Nie dokarmiajmy dzikich zwierząt w lasach! Mają one bardzo wrażliwy układ trawienny. Po spożyciu produktów, które na co dzień jemy, mogą zachorować.
- U zwierzyny leśnej występuje taka choroba jak kwasica. Jest to bardzo poważne zagrożenie również życia, także zamiast pomóc, zaszkodzimy zwierzynie. Zdecydowanie takie dokarmianie zostawmy profesjonalistom, chociażby leśnikom
mówi nam Tomasz Maćkowiak z Regionalnej Dyrekcji Lasów Państwowych w Poznaniu. I dodaje, że w mroźne dni, w mieście, możemy dokarmiać ptaki. Jedzenie dla nich wyłożyć, na przykład, w karmnikach.
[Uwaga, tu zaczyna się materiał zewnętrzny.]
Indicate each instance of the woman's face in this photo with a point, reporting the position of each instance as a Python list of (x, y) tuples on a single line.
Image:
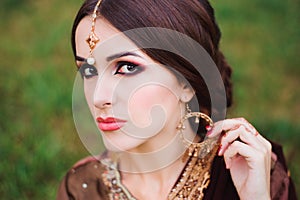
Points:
[(136, 102)]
- Wyłóżmy tam ziarno, chociażby słonecznika, siemię lniane, ale mogą być też płatki owsiane. Możemy też własnoręcznie zrobić takie kule ze smalcem wypełnionym ziarnami i taką masę w domu możemy ulepić. Tą masą oblepić szyszki świerkowe i na sznurku zawiesić w naszym ogrodzie.
W naszym ogrodzie możemy zasadzić jarzębinę, berberys czy dziką różę. Zapewnią one zwierzętom naturalną stołówkę.